Earlier today I published a new sketchote; one that was inspired by the book by Tom Peters and Robert Waterman, ‘In Search of Excellence’.
Peters and Waterman identified eight attributes that excellent organisations typically have in common. You can see the attributes in the sketchnote above.
Whilst reading through the attributes, it struck me that there was one underlying principle for all eight: Communication.
Here’s what I found:
- Attribute #1: A bias for action An excellent organisation will have mechanisms in place to bring together groups of staff quickly and efficiently. Quality circles, project teams and task forces are examples. Key to the success of these is that they are small (no more than 10 members), don’t have unreasonable reporting requirements and have access to all the info they need. Communication up, down and across is as needed and isn’t so hierarchical as to get in the way of the ‘do it, fix it, try it’ ethos.

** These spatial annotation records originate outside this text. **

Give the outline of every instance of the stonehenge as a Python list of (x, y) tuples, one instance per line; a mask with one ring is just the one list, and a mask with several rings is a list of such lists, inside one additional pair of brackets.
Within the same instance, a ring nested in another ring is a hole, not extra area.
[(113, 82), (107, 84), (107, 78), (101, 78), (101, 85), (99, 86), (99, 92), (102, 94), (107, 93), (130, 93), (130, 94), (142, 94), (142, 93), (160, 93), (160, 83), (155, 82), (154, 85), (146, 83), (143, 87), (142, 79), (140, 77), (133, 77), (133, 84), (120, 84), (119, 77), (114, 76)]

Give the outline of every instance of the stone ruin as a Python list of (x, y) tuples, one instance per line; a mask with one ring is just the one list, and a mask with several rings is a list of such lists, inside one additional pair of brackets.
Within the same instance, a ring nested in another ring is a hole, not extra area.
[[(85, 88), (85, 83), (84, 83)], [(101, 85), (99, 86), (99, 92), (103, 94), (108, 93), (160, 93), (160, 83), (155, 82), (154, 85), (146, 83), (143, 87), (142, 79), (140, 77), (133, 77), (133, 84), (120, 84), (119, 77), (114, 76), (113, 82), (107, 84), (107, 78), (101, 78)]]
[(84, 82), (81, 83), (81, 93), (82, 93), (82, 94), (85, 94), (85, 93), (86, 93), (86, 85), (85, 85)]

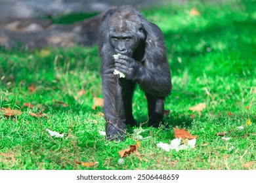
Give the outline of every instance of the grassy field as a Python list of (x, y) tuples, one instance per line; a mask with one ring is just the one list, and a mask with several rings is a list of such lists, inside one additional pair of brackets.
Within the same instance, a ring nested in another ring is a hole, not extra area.
[[(173, 89), (165, 125), (155, 129), (145, 127), (146, 101), (137, 88), (134, 115), (150, 138), (140, 141), (140, 159), (131, 154), (123, 163), (117, 152), (136, 143), (139, 127), (127, 129), (123, 142), (100, 134), (102, 107), (92, 108), (102, 98), (96, 45), (0, 48), (0, 107), (22, 112), (0, 111), (0, 169), (256, 169), (256, 1), (230, 2), (142, 10), (164, 33)], [(202, 112), (188, 109), (200, 103)], [(173, 127), (197, 135), (196, 147), (158, 147), (175, 138)]]

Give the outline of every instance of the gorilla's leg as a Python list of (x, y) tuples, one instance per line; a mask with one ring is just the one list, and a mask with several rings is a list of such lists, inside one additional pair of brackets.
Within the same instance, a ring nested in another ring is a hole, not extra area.
[(149, 126), (158, 127), (163, 118), (164, 99), (157, 99), (153, 95), (146, 93), (148, 101)]

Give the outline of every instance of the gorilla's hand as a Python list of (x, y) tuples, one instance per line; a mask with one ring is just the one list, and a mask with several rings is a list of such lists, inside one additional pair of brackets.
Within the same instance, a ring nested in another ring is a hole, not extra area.
[(119, 56), (115, 59), (115, 69), (125, 75), (125, 78), (134, 80), (137, 77), (142, 70), (142, 65), (137, 62), (133, 58), (127, 56)]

- Attribute #2: Close to the customer Excellent organisations are dedicated to having a proper dialogue with their customers (as opposed to simply saying their going to have a dialogue!) Peters and Waterman say that an excellent organisation has no closed doors to customers. The rise of digital and social media means that the distance between excellent and ‘simply good’ organisations is increasing. Putting corporate rhetoric out via Twitter is not getting close to the customer. Having a conversation, asking questions, using humour is.
- Attribute #3: Autonomy and entrepreneruship Employees need to be really clear on ‘the rules of the game’ in order to feel empowered to put forward ideas and take considered risks. This means leadership needs to communicate this widely, as well as role model the behaviour they want to see. For a culture of autonomy and entre (as well as intra) preneurship to thrive, communication needs to be fairly informal and intensive. There are no questions that cannot be asked. In fact, questions are seen as a good thing.

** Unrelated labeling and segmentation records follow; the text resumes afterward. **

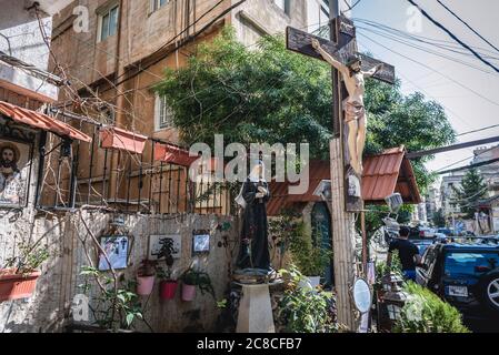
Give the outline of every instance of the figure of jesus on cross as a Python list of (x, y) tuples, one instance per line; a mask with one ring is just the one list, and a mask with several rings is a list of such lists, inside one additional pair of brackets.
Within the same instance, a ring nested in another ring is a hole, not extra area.
[(362, 175), (362, 152), (366, 145), (367, 114), (363, 105), (365, 78), (375, 75), (383, 63), (377, 64), (369, 71), (362, 71), (362, 61), (359, 55), (351, 54), (347, 63), (332, 58), (317, 39), (312, 39), (313, 49), (340, 73), (348, 91), (348, 98), (343, 100), (345, 122), (348, 124), (348, 150), (350, 152), (350, 165), (358, 176)]

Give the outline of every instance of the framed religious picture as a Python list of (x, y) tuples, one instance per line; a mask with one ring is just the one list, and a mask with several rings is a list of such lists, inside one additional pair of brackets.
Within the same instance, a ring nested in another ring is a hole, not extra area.
[(32, 144), (0, 139), (0, 207), (22, 207), (28, 200)]
[(202, 254), (210, 252), (209, 231), (193, 231), (192, 233), (192, 254)]
[[(167, 243), (167, 240), (171, 242)], [(149, 260), (158, 260), (161, 247), (171, 244), (173, 246), (173, 258), (180, 258), (182, 252), (182, 237), (179, 234), (150, 235), (149, 236)]]
[[(100, 239), (100, 245), (108, 255), (109, 263), (111, 264), (112, 268), (127, 268), (129, 254), (128, 235), (102, 236)], [(111, 270), (109, 263), (106, 260), (106, 256), (99, 253), (99, 270)]]

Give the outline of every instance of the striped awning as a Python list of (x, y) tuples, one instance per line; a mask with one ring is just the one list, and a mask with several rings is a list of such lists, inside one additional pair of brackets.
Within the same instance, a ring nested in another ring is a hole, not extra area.
[(9, 119), (27, 124), (34, 129), (52, 132), (60, 136), (67, 136), (72, 140), (79, 140), (83, 142), (91, 142), (92, 139), (68, 123), (61, 122), (54, 118), (51, 118), (44, 113), (23, 109), (21, 106), (0, 101), (0, 113)]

- Attribute #4: Productivity through people Excellent organisations live and breathe treating their staff with respect and dignity because they know that people are the key to the organisation’s success. This includes how, when and where people are communicated and engaged with. Successes are made public through a variety of internal communications mechanisms on a consistent basis. Remember the phrase, “Praise in public, criticise in private”?

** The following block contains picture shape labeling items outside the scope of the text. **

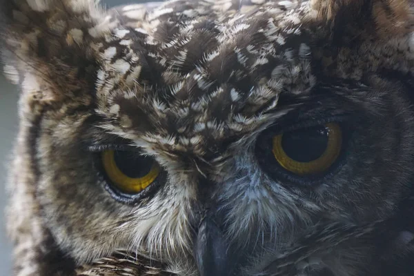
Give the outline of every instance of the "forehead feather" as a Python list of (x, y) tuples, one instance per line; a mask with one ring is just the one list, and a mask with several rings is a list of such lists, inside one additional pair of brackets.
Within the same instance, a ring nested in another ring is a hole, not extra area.
[(100, 49), (100, 113), (125, 131), (189, 145), (250, 132), (282, 91), (315, 83), (300, 19), (275, 7), (226, 21), (172, 16), (148, 33), (117, 30)]

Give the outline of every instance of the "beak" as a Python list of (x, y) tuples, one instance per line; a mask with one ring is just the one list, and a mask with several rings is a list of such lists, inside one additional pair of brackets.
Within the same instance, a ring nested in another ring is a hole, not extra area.
[(233, 256), (223, 233), (210, 217), (201, 221), (195, 241), (194, 254), (200, 276), (230, 276)]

- Attribute #5: Hands-on, value-driven Excellent organisations take the development and implementation of their values extremely seriously. Values are not something that simply end up as a pretty poster in corporate reception. Time, effort and resource is spent ensuring that managers understand the values and how to communicate them with passion and conviction. Excellent organisations recognise that communication of values isn’t just one-off (at launch phase) but is ongoing and requires repetition, repetition, repetition.
- Attribute #6: ‘Stick to the knitting’ Or not diverisfying for the sake of it, just because another organisation is. Excellent organisations stick to what they do best. If they are going to try delivering a new service or product they explain the approach and rationale to staff and other stakeholders, so that everyone is clear on why. If the experiment doesn’t work, this is also communicated with lessons learned. Radio silence is not an option.
- Attribute #7: Simple form, lean staff Flat structures are what separate an excellent organisation from an okay one. A flatter structure enables fast, appropriate levels of communication and engagement. This means projects and services can move at speed as they are unencumbered by the need to go up through several layers of senior management in order to get sign off.
- Attribute #8: ‘Firm and free’ operating This sees leadership having enough control and oversight to ensure excellent productivity and performance, whilst allowing enough freedom so that ideas and innovation can flourish. This sees rules about ‘the way we work’ clearly communicated and subsequently, understood by all. There is no grey about when, where, with who and in what circumstances one needs sign off and where one can operate independently.
Whilst ‘In Search of Excellence’ is over 30 years old, the findings and advice are still relevant today. For anyone in a leadership position, or working in the field of organisational behaviour, this book is a must-read.